Structural requirements of endopolygalacturonase for the interaction with PGIP (polygalacturonase-inhibiting protein)

To invade a plant tissue, phytopathogenic fungi produce several cell wall-degrading enzymes; among them, endopolygalacturonase (PG) catalyzes the fragmentation and solubilization of homogalacturonan. Polygalacturonase-inhibiting proteins (PGIPs), found in the cell wall of many plants, counteract fungal PGs by forming specific complexes with them. We report the crystal structure at 1.73 A resolution of PG from the phytopathogenic fungus Fusarium moniliforme (FmPG). The structure of FmPG was useful to study the mode of interaction of the enzyme with PGIP-2 from Phaseolus vulgaris. Several amino acids of FmPG were mutated, and their contribution to the formation of the complex with PGIP-2 was investigated by surface plasmon resonance.
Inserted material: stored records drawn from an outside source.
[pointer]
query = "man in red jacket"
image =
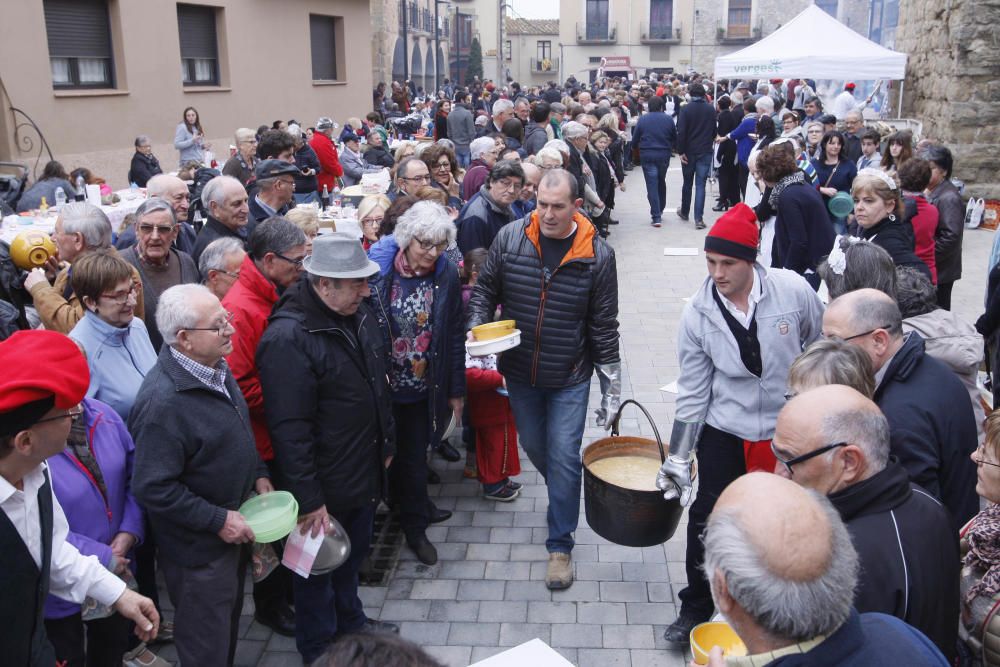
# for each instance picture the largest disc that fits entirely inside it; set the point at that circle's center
(326, 151)
(274, 261)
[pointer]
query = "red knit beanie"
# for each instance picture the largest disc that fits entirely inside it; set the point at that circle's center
(735, 234)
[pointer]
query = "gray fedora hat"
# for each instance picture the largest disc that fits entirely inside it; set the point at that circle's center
(339, 255)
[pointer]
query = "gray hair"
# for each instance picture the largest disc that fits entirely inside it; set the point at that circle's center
(915, 293)
(868, 429)
(501, 106)
(832, 361)
(788, 610)
(174, 311)
(573, 129)
(213, 257)
(867, 265)
(480, 146)
(276, 235)
(89, 222)
(427, 221)
(214, 190)
(152, 205)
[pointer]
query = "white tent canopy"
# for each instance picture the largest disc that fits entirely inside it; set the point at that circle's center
(813, 45)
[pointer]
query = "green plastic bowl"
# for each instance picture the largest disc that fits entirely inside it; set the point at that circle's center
(271, 516)
(840, 205)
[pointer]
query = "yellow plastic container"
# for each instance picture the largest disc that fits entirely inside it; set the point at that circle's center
(715, 633)
(493, 330)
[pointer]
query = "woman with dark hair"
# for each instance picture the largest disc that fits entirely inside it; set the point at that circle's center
(802, 236)
(189, 137)
(834, 173)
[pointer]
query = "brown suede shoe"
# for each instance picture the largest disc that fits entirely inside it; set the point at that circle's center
(560, 572)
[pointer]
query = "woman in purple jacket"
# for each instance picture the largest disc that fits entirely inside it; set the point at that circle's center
(92, 480)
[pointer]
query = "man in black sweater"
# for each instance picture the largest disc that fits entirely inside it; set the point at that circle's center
(695, 141)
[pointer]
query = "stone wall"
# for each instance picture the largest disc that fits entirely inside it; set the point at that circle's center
(953, 82)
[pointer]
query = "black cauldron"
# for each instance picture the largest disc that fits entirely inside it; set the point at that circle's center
(626, 516)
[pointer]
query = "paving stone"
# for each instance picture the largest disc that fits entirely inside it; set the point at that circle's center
(503, 611)
(451, 610)
(474, 634)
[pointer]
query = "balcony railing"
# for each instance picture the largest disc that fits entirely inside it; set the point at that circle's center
(545, 65)
(657, 33)
(596, 33)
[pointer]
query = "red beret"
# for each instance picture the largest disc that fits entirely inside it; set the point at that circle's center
(735, 234)
(38, 365)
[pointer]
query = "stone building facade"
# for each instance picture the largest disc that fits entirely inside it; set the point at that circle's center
(953, 82)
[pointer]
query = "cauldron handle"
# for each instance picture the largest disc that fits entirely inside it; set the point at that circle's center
(656, 432)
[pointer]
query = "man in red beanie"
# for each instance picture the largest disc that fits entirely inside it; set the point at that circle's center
(738, 337)
(45, 378)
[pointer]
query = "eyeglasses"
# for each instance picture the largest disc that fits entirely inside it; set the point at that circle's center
(805, 457)
(72, 413)
(220, 328)
(122, 297)
(980, 457)
(163, 230)
(428, 245)
(296, 262)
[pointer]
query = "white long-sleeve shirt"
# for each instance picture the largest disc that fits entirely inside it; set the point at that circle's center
(72, 576)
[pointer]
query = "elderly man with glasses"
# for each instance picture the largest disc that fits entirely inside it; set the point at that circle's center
(932, 427)
(196, 465)
(738, 337)
(833, 440)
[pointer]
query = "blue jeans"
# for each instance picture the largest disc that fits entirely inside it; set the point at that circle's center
(654, 170)
(550, 425)
(695, 171)
(327, 605)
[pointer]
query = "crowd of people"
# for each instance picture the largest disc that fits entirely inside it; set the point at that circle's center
(218, 346)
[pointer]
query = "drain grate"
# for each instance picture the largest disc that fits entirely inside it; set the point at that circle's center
(387, 538)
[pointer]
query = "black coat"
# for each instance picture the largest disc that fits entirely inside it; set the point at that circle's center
(198, 459)
(143, 168)
(803, 235)
(568, 323)
(896, 238)
(907, 553)
(326, 401)
(932, 427)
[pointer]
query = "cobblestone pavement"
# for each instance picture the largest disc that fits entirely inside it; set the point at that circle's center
(487, 592)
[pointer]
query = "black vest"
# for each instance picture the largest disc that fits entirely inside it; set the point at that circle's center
(22, 604)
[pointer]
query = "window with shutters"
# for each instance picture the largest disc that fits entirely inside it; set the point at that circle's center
(79, 36)
(199, 45)
(323, 38)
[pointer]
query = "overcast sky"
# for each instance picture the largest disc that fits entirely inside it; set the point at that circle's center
(536, 9)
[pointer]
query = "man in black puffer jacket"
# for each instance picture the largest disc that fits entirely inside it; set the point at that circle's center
(558, 281)
(322, 363)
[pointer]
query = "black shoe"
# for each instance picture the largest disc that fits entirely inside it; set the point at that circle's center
(438, 515)
(280, 619)
(678, 633)
(426, 553)
(447, 452)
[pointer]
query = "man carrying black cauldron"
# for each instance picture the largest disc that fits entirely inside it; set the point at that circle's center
(738, 337)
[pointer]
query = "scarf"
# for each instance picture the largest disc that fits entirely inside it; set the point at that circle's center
(779, 187)
(983, 537)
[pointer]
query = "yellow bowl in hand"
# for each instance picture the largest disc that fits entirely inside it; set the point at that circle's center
(715, 633)
(493, 330)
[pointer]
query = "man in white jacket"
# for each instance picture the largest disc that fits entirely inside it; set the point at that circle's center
(739, 335)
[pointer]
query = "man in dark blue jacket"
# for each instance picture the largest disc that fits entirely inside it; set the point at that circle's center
(654, 135)
(932, 427)
(695, 141)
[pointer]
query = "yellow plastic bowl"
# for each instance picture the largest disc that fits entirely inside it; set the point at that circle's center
(715, 633)
(493, 330)
(31, 249)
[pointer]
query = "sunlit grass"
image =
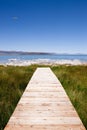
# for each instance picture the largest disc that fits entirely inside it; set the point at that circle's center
(13, 81)
(74, 81)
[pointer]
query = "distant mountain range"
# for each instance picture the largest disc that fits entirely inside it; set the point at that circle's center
(34, 53)
(23, 53)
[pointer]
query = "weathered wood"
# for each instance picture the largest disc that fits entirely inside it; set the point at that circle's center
(44, 106)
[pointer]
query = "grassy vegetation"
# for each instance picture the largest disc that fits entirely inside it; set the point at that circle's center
(13, 81)
(74, 81)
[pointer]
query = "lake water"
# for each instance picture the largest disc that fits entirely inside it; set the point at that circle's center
(8, 58)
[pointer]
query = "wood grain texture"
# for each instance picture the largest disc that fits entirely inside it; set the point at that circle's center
(44, 106)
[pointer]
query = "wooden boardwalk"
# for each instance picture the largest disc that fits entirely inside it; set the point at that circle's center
(44, 106)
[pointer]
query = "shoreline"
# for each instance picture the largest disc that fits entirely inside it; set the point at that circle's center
(16, 62)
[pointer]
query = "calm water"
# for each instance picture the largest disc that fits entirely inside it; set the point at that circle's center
(6, 58)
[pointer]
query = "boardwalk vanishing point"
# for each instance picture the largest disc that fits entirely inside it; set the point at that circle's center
(44, 106)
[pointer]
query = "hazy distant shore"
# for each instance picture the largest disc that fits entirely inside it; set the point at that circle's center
(16, 62)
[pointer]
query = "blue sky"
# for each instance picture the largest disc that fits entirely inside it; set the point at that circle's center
(44, 25)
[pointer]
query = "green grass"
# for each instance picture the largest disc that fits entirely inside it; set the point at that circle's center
(74, 81)
(13, 81)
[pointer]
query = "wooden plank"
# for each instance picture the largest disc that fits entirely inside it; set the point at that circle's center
(44, 106)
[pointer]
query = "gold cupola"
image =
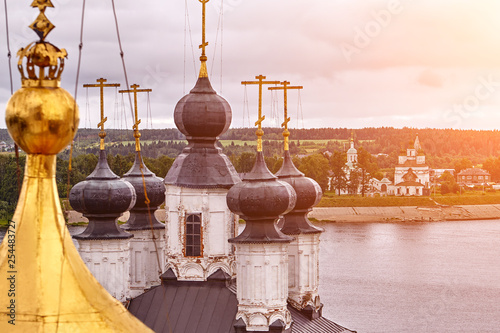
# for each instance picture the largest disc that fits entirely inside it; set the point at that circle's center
(49, 287)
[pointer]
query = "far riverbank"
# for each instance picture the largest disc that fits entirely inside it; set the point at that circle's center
(406, 213)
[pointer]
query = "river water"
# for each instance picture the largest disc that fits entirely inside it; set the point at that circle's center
(411, 277)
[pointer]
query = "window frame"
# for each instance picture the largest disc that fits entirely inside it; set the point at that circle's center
(189, 250)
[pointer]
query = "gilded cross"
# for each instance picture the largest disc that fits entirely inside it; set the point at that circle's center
(42, 26)
(260, 81)
(137, 121)
(101, 85)
(285, 88)
(204, 44)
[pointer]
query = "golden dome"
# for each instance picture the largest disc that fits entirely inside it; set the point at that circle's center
(42, 120)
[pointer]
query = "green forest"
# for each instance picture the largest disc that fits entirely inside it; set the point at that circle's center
(319, 153)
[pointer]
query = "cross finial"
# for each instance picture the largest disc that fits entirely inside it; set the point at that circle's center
(285, 88)
(101, 85)
(260, 81)
(137, 121)
(204, 44)
(42, 26)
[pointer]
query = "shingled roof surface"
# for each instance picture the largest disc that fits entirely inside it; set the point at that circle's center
(205, 307)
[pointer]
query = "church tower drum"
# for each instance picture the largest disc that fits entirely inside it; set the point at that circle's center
(198, 221)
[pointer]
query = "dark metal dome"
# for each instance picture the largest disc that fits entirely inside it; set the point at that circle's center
(202, 116)
(308, 195)
(102, 197)
(260, 199)
(155, 189)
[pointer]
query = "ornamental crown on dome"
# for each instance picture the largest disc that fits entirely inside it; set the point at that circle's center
(41, 54)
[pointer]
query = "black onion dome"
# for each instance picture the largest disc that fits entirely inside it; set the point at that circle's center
(155, 189)
(202, 116)
(308, 195)
(260, 199)
(102, 197)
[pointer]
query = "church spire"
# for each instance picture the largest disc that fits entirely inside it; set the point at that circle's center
(54, 289)
(417, 145)
(286, 132)
(204, 44)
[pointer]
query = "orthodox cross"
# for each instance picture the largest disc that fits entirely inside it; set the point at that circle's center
(101, 85)
(258, 123)
(42, 26)
(285, 87)
(137, 135)
(204, 44)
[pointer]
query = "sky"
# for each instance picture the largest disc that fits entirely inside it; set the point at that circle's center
(362, 63)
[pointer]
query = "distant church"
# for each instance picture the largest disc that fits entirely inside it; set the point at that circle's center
(411, 174)
(214, 279)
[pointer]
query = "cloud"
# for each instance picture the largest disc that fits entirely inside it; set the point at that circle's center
(430, 79)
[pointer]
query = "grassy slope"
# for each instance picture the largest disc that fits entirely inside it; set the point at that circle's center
(469, 198)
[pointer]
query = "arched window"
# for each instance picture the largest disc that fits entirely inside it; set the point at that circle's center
(193, 235)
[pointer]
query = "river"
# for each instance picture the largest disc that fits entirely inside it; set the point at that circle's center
(411, 277)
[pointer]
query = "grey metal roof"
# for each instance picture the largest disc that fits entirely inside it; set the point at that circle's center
(205, 307)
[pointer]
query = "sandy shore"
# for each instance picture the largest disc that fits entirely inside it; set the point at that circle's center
(375, 214)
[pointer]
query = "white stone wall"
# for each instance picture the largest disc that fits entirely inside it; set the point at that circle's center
(218, 224)
(421, 172)
(108, 261)
(303, 271)
(144, 270)
(262, 284)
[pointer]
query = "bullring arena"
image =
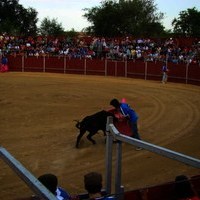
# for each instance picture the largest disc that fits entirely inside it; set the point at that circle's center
(37, 127)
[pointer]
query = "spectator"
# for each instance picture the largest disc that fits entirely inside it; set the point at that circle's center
(184, 189)
(50, 181)
(128, 112)
(93, 185)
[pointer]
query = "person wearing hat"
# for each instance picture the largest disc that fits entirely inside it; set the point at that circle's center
(93, 185)
(50, 181)
(129, 113)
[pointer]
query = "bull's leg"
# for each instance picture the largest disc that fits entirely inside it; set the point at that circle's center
(79, 137)
(89, 137)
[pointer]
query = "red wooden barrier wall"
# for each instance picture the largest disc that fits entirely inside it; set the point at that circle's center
(181, 72)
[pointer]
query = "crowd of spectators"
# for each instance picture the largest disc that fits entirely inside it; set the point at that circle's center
(111, 48)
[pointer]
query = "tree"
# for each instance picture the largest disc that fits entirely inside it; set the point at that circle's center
(50, 27)
(187, 24)
(124, 17)
(16, 20)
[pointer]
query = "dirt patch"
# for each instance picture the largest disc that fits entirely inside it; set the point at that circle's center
(36, 126)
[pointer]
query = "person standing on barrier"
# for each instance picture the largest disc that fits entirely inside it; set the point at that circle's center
(129, 113)
(50, 181)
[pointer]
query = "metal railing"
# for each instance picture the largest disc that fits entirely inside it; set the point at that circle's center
(26, 176)
(114, 135)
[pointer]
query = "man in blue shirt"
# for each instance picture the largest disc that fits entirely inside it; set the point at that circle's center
(128, 112)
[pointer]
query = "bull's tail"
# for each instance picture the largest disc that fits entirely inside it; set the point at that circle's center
(78, 124)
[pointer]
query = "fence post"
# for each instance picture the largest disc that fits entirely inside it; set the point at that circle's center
(145, 73)
(186, 72)
(64, 64)
(115, 68)
(22, 63)
(44, 63)
(106, 67)
(85, 66)
(126, 68)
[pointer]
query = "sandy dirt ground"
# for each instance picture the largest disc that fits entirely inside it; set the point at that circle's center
(36, 126)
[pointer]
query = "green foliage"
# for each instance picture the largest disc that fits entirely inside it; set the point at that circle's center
(16, 20)
(50, 27)
(118, 18)
(188, 23)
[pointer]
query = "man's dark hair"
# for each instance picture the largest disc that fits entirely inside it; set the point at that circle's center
(50, 181)
(93, 182)
(115, 103)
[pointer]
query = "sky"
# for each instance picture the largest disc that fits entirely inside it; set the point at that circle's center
(70, 12)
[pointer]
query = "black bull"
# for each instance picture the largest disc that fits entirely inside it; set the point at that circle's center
(93, 124)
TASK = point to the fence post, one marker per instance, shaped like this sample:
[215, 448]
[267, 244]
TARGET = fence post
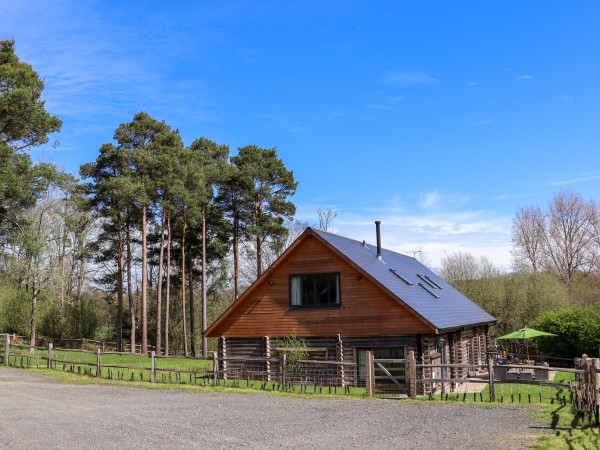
[492, 385]
[339, 356]
[153, 367]
[6, 348]
[596, 378]
[369, 374]
[412, 375]
[50, 354]
[282, 369]
[268, 355]
[215, 369]
[98, 367]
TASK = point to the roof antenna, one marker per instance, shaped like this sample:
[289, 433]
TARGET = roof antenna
[378, 231]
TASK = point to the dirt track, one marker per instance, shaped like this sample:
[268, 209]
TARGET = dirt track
[37, 411]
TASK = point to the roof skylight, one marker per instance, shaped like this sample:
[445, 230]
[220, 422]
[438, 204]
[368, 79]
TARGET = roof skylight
[436, 285]
[428, 281]
[427, 289]
[395, 272]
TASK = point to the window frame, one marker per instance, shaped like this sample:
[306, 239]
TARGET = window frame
[315, 306]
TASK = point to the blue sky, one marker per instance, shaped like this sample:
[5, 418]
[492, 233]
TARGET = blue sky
[440, 119]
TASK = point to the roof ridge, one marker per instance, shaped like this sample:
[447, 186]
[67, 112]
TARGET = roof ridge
[357, 241]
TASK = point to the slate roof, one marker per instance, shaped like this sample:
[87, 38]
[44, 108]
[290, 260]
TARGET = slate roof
[451, 310]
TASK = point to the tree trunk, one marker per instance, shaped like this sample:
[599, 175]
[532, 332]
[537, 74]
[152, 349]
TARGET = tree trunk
[204, 341]
[192, 312]
[258, 257]
[62, 274]
[159, 285]
[168, 287]
[34, 294]
[130, 291]
[144, 349]
[80, 280]
[185, 348]
[120, 287]
[236, 256]
[257, 212]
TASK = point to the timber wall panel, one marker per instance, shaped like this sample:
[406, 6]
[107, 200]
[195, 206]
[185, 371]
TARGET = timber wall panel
[367, 310]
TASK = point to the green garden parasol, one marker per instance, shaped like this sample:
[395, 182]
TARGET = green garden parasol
[525, 333]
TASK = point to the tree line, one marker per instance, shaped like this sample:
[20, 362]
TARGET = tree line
[149, 218]
[554, 284]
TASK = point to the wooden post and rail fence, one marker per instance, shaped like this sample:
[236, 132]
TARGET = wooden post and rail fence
[401, 374]
[588, 376]
[47, 356]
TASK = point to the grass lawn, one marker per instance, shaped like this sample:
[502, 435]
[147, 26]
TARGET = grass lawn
[85, 363]
[566, 428]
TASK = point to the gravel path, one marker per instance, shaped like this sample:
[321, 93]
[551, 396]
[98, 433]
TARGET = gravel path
[36, 411]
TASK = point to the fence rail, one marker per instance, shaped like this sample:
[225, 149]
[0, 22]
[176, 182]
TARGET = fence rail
[268, 373]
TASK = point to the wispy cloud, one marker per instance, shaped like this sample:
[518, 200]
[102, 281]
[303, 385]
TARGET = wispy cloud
[572, 180]
[483, 122]
[436, 233]
[380, 106]
[284, 124]
[407, 78]
[436, 222]
[430, 200]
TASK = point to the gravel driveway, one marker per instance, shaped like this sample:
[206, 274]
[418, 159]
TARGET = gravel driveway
[36, 411]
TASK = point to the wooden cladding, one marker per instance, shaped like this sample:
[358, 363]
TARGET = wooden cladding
[365, 309]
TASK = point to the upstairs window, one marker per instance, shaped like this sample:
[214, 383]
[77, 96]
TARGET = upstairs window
[314, 290]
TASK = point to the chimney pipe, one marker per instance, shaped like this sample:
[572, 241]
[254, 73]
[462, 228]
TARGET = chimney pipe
[378, 230]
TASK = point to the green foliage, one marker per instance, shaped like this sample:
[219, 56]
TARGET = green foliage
[24, 121]
[294, 348]
[268, 185]
[15, 308]
[577, 329]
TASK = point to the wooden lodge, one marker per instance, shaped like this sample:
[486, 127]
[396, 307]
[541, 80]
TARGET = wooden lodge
[344, 297]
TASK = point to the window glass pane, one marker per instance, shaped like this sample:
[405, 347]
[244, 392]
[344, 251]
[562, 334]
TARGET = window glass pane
[362, 357]
[296, 291]
[322, 289]
[308, 288]
[334, 288]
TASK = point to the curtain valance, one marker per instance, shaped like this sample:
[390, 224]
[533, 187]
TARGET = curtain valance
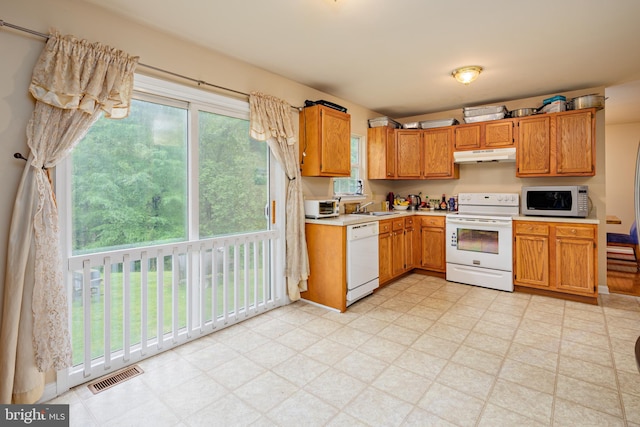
[77, 74]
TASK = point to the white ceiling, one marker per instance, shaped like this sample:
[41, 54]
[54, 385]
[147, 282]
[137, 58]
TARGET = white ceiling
[396, 56]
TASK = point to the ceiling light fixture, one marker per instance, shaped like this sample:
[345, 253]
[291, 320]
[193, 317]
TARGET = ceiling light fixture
[466, 75]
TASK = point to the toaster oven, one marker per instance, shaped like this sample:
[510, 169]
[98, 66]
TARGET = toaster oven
[325, 208]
The residues Lys-269 and Arg-267, located inside the active site cleft, and His-188, at the edge of the active site cleft, are critical for the formation of the complex, which is consistent with the observed competitive inhibition of the enzyme played by PGIP-2. The replacement of His-188 with a proline or the insertion of a tryptophan after position 270, variations that both occur in plant PGs, interferes with the formation of the complex. We suggest that these variations are important structural requirements of plant PGs to prevent PGIP binding.